As i read your post, I kept thinking 'linked list'
and at the end, I still think that's the way to go.
If you are using Oracle, and the linked list is a separate table (or even the same table with a self referencing id - which i would avoid) then you can use a CONNECT BY query and the pseudo-column LEVEL to determine sort order.
You can easily achieve this by using a cascading trigger that updates any 'index' entry equal to the new one on the insert/update operation to the index value +1. This will cascade through all rows until the first gap stops the cascade - see the second example in this blog entry for a PostgreSQL implementation.
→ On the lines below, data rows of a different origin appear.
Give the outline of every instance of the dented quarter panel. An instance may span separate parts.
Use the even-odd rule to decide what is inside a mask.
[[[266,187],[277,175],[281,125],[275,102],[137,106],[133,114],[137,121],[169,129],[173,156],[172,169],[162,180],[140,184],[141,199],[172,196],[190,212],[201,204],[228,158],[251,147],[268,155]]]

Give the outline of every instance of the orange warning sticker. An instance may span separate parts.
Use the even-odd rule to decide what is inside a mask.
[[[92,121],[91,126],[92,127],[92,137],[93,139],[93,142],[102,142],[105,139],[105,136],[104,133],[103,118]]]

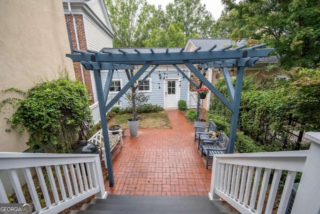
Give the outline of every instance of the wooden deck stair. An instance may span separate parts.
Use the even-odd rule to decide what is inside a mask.
[[[70,214],[227,214],[229,207],[205,196],[150,196],[108,195],[105,199],[94,199],[80,210]]]

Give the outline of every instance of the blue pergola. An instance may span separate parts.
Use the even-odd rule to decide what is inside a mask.
[[[178,50],[176,49],[170,48],[114,49],[111,51],[102,50],[100,52],[92,50],[82,51],[72,49],[72,53],[66,54],[66,56],[70,58],[74,62],[80,62],[86,69],[94,71],[99,102],[101,125],[102,130],[104,131],[103,135],[106,156],[105,158],[107,158],[110,186],[114,185],[114,178],[106,114],[134,83],[145,73],[147,69],[152,65],[154,66],[144,77],[143,80],[148,77],[158,65],[172,65],[184,78],[194,84],[176,65],[184,64],[188,67],[199,78],[200,82],[203,83],[232,112],[229,136],[230,143],[228,151],[228,153],[233,153],[244,70],[246,67],[254,66],[259,57],[266,57],[274,51],[272,48],[260,48],[266,46],[266,44],[262,44],[246,48],[246,46],[244,45],[232,49],[232,46],[230,45],[223,49],[216,50],[216,45],[214,45],[208,51],[202,51],[201,48],[198,48],[192,52],[184,52],[184,48]],[[146,50],[148,50],[148,51],[146,52]],[[134,69],[135,66],[141,67],[136,75],[107,104],[107,98],[114,70]],[[206,70],[208,68],[218,67],[221,68],[223,72],[230,101],[224,97],[205,78],[204,74],[201,73],[200,69],[198,69],[199,68],[203,68]],[[237,68],[235,87],[232,84],[228,71],[228,67],[234,67]],[[110,71],[104,87],[100,73],[102,70]]]

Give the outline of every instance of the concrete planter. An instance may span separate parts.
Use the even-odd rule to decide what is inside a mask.
[[[130,132],[130,136],[132,137],[136,137],[138,134],[138,126],[139,120],[132,121],[132,119],[128,119],[128,127]]]

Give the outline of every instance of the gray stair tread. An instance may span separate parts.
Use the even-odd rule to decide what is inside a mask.
[[[102,210],[78,210],[75,212],[72,212],[72,214],[225,214],[222,212],[212,212],[212,211],[207,212],[141,212],[141,211],[114,211],[114,210],[104,210],[103,212]],[[72,214],[70,212],[70,214]]]
[[[198,201],[204,199],[208,199],[208,196],[173,196],[173,195],[120,195],[120,194],[108,194],[107,198],[123,198],[132,199],[132,198],[140,198],[140,199],[162,199],[162,200],[196,200]]]
[[[154,205],[205,205],[209,204],[212,202],[209,200],[207,196],[198,196],[198,197],[190,197],[188,198],[171,198],[168,199],[165,197],[134,197],[131,198],[120,197],[110,197],[106,199],[94,199],[90,203],[96,204],[154,204]]]
[[[220,201],[206,196],[124,195],[109,194],[94,199],[72,214],[232,213]]]
[[[146,204],[88,204],[86,210],[100,210],[113,211],[134,211],[136,212],[219,212],[218,207],[213,204],[206,205],[177,205]]]

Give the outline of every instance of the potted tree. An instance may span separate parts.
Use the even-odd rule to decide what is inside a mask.
[[[132,70],[129,71],[126,70],[126,73],[130,81],[134,76]],[[137,116],[137,110],[141,109],[144,103],[148,102],[150,98],[150,96],[145,96],[143,92],[138,91],[139,88],[138,83],[134,83],[130,87],[130,91],[126,93],[125,99],[128,100],[128,103],[132,106],[132,118],[128,119],[128,128],[130,132],[130,136],[132,137],[136,137],[138,132],[138,126],[139,125],[139,119]]]

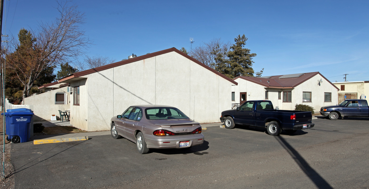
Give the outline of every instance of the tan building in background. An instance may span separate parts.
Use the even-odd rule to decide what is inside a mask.
[[[366,99],[369,95],[369,81],[335,82],[333,83],[339,91],[338,103],[345,99]]]
[[[275,107],[293,110],[306,104],[318,112],[322,106],[337,104],[338,89],[318,72],[261,77],[239,76],[234,79],[231,103],[268,100]]]

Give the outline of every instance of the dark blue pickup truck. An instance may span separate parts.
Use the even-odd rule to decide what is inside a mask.
[[[319,112],[333,120],[339,117],[369,117],[369,107],[366,100],[346,99],[337,105],[323,106]]]
[[[220,121],[227,129],[235,124],[266,128],[269,135],[277,136],[282,130],[292,134],[312,128],[311,111],[276,110],[269,100],[246,101],[236,109],[222,112]]]

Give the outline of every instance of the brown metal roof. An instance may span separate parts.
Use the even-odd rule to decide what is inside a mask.
[[[209,70],[213,72],[215,74],[218,75],[220,76],[221,77],[227,79],[227,80],[229,81],[230,82],[234,84],[235,85],[237,85],[237,82],[234,81],[231,79],[225,76],[225,75],[219,73],[218,72],[215,70],[215,69],[211,68],[207,66],[207,65],[203,64],[202,63],[200,62],[198,60],[194,58],[193,58],[186,54],[183,53],[182,51],[176,49],[175,48],[173,47],[170,49],[166,49],[165,50],[163,50],[160,51],[158,51],[158,52],[156,52],[155,53],[152,53],[148,54],[145,54],[145,55],[142,55],[142,56],[138,56],[135,57],[135,58],[130,58],[128,60],[123,60],[122,61],[120,61],[119,62],[117,62],[115,63],[113,63],[109,64],[107,64],[106,65],[103,65],[102,66],[100,66],[100,67],[97,67],[97,68],[94,68],[90,69],[87,69],[87,70],[85,70],[84,71],[82,71],[79,72],[77,72],[72,74],[71,75],[66,76],[61,79],[60,79],[58,80],[58,82],[59,83],[65,83],[65,82],[70,82],[71,81],[73,81],[75,80],[77,80],[79,78],[77,78],[79,77],[80,77],[81,76],[83,76],[87,75],[92,74],[93,73],[96,72],[100,71],[102,71],[103,70],[105,70],[105,69],[110,69],[112,68],[114,68],[114,67],[116,67],[117,66],[121,66],[122,65],[124,65],[124,64],[129,64],[134,62],[136,62],[140,60],[142,60],[145,59],[146,58],[151,58],[155,56],[157,56],[158,55],[160,55],[164,54],[170,52],[175,51],[178,54],[186,57],[186,58],[190,60],[194,63],[196,63],[198,64],[199,65],[204,67],[204,68],[208,69]]]
[[[238,78],[241,78],[245,80],[262,85],[268,88],[292,88],[305,82],[314,76],[319,74],[323,78],[328,81],[337,90],[339,90],[329,80],[321,75],[319,72],[310,73],[303,73],[289,75],[280,75],[269,76],[267,77],[254,77],[246,76],[238,76],[233,79],[235,80]]]

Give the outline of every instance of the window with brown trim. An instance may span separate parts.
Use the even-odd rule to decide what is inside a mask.
[[[73,105],[79,105],[79,86],[73,88]]]
[[[292,91],[283,91],[283,102],[291,102],[291,99],[292,98]]]
[[[324,93],[324,102],[332,101],[332,93]]]
[[[58,92],[55,94],[55,104],[65,104],[65,93],[62,92]]]
[[[303,102],[311,102],[311,92],[302,92]]]

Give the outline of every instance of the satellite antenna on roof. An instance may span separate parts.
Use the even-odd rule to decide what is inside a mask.
[[[193,40],[193,38],[190,38],[190,40],[191,41],[191,42],[190,42],[190,43],[191,43],[191,50],[192,51],[192,43],[193,43],[194,42],[195,42],[195,41]]]

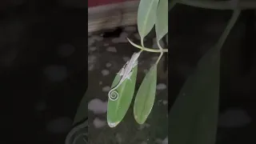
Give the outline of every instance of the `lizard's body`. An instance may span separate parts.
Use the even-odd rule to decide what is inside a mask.
[[[133,69],[138,65],[138,58],[139,57],[141,52],[142,51],[139,51],[138,53],[134,53],[131,56],[130,59],[125,64],[125,66],[118,72],[118,74],[121,76],[121,79],[119,80],[118,85],[113,87],[108,93],[108,96],[110,100],[116,101],[118,98],[118,93],[114,90],[118,87],[119,87],[126,79],[130,79],[130,76],[133,74]],[[115,95],[112,96],[113,94]]]

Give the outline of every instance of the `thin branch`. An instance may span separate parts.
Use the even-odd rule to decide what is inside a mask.
[[[216,47],[218,49],[218,50],[220,50],[222,47],[222,46],[224,45],[224,42],[227,38],[227,36],[229,35],[230,32],[231,31],[232,28],[234,27],[235,22],[237,22],[239,15],[240,15],[241,10],[234,10],[232,17],[229,22],[229,23],[227,24],[224,32],[222,33],[222,34],[221,35],[220,38],[218,39],[217,44],[216,44]]]
[[[130,42],[130,43],[131,45],[133,45],[134,46],[135,46],[135,47],[137,47],[138,49],[143,50],[144,51],[149,51],[149,52],[153,52],[153,53],[161,53],[162,52],[162,50],[154,50],[154,49],[152,49],[152,48],[142,47],[141,46],[138,46],[138,45],[134,43],[128,38],[126,38]],[[162,52],[163,53],[168,53],[168,49],[162,49]]]
[[[202,0],[178,0],[178,3],[214,10],[248,10],[256,9],[256,1],[237,1],[230,0],[226,2],[202,1]]]

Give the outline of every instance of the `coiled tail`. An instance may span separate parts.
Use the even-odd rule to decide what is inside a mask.
[[[109,98],[111,100],[111,101],[116,101],[118,100],[119,97],[119,94],[115,90],[111,90],[110,92],[109,92]]]

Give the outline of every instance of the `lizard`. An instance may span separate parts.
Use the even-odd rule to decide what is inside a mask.
[[[121,76],[121,78],[116,86],[113,87],[108,93],[109,98],[111,101],[116,101],[118,98],[118,93],[116,91],[116,89],[120,86],[120,85],[126,80],[130,79],[130,76],[133,74],[133,69],[138,65],[138,58],[142,50],[134,53],[130,59],[122,66],[119,70],[118,74]],[[114,96],[113,96],[114,95]]]

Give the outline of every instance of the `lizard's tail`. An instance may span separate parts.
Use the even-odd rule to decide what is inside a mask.
[[[109,92],[109,98],[111,101],[116,101],[119,97],[118,93],[116,90],[110,90]]]

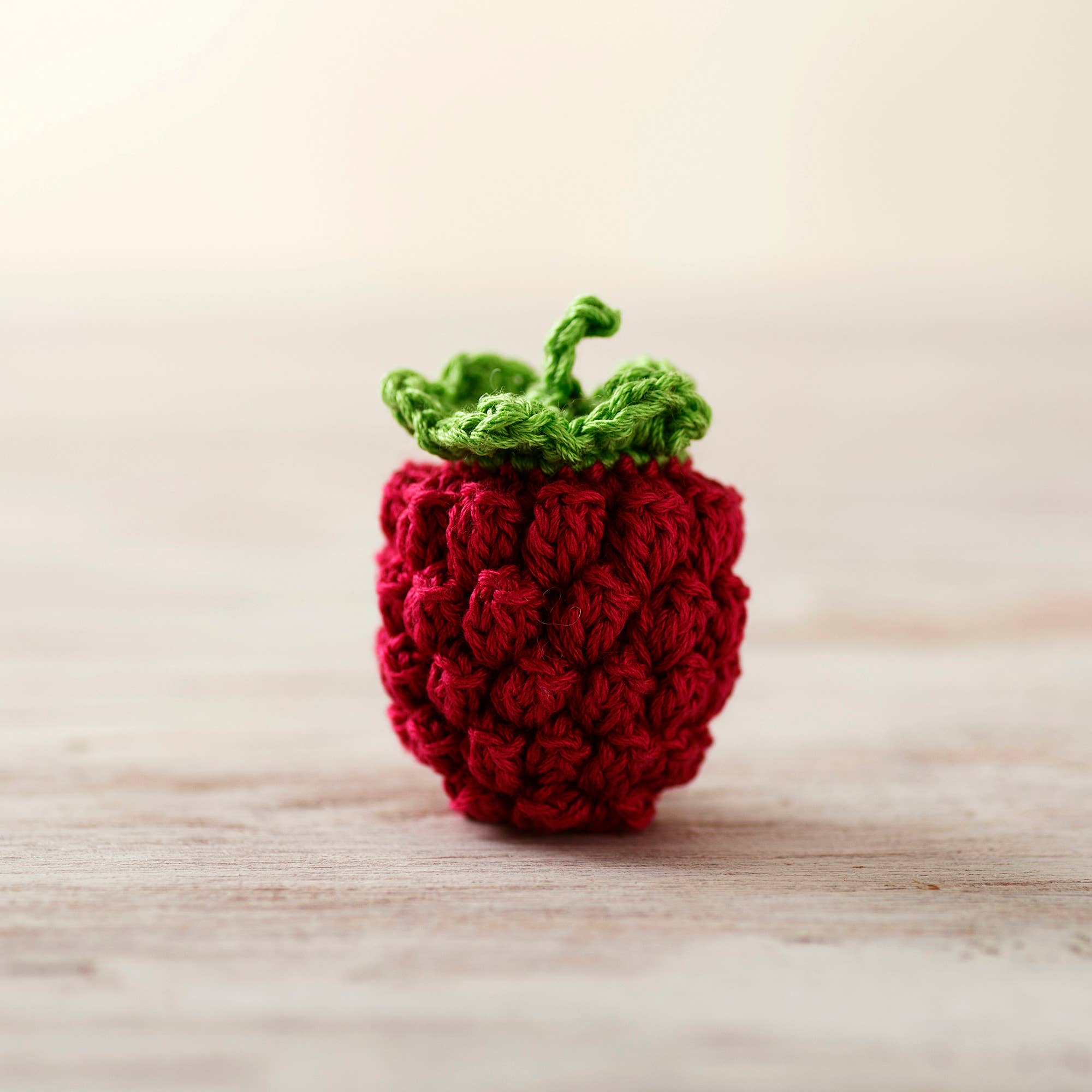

This approach should work independent of the RDBMS used, provided it offers support for triggers to fire before an update/insert. It basically does what you'd do if you implemented your desired behavior in code (increase all following index values until you encounter a gap), but in a simpler and more effective way.
Alternatively, if you can live with a restriction to SQL Server, check the hierarchyid type. While mainly geared at defining nested hierarchies, you can use it for flat ordering as well. It somewhat resembles your approach using floats, as it allows insertion between two positions by assigning fractional values, thus avoiding the need to update other entries.
If you don't use numbers, but Strings, you may have a table:
pk | i | val
------------
1 | a0 | hi
0 | a2 | hello
2 | a3 | goodbye
3 | b | good day
5 | b1 | howdy
You may insert a4 between a3 and b, a21 between a2 and a3, a1 between a0 and a2 and so on. You would need a clever function, to generate an i for new value v between p and n, and the index can become longer and longer, or you need a big rebalancing from time to time.
Another approach could be, to implement a (double-)linked-list in the table, where you don't save indexes, but links to previous and next, which would mean, that you normally have to update 1-2 elements:
pk | prev | val
------------
1 | 0 | hi
0 | 1 | hello
2 | 0 | goodbye
3 | 2 | good day
5 | 3 | howdy
hey between hello & goodbye:
hey get's pk 6,
pk | prev | val
------------
1 | 0 | hi
0 | 1 | hello
6 | 0 | hi <- ins
2 | 6 | goodbye <- upd
3 | 2 | good day
5 | 3 | howdy
the previous element would be hello with pk=0, and goodbye, which linked to hello by now has to link to hey in future.
But I don't know, if it is possible to find a 'order by' mechanism for many db-implementations.
Since I had a similar problem, here is a very simple solution:
Make your i column floats, but insert integer values for the initial data:
pk | i | val
------------
1 | 0.0 | hi
0 | 2.0 | hello
2 | 3.0 | goodbye
3 | 4.0 | good day
5 | 6.0 | howdy
Then, if you want to insert something in between, just compute a float value in the middle between the two surrounding values:
pk | i | val
------------
1 | 0.0 | hi
0 | 2.0 | hello
2 | 3.0 | goodbye
3 | 4.0 | good day
5 | 6.0 | howdy
6 | 2.5 | hey
This way the number of inserts between the same two values is limited to the resolution of float values but for almost all cases that should be more than sufficient.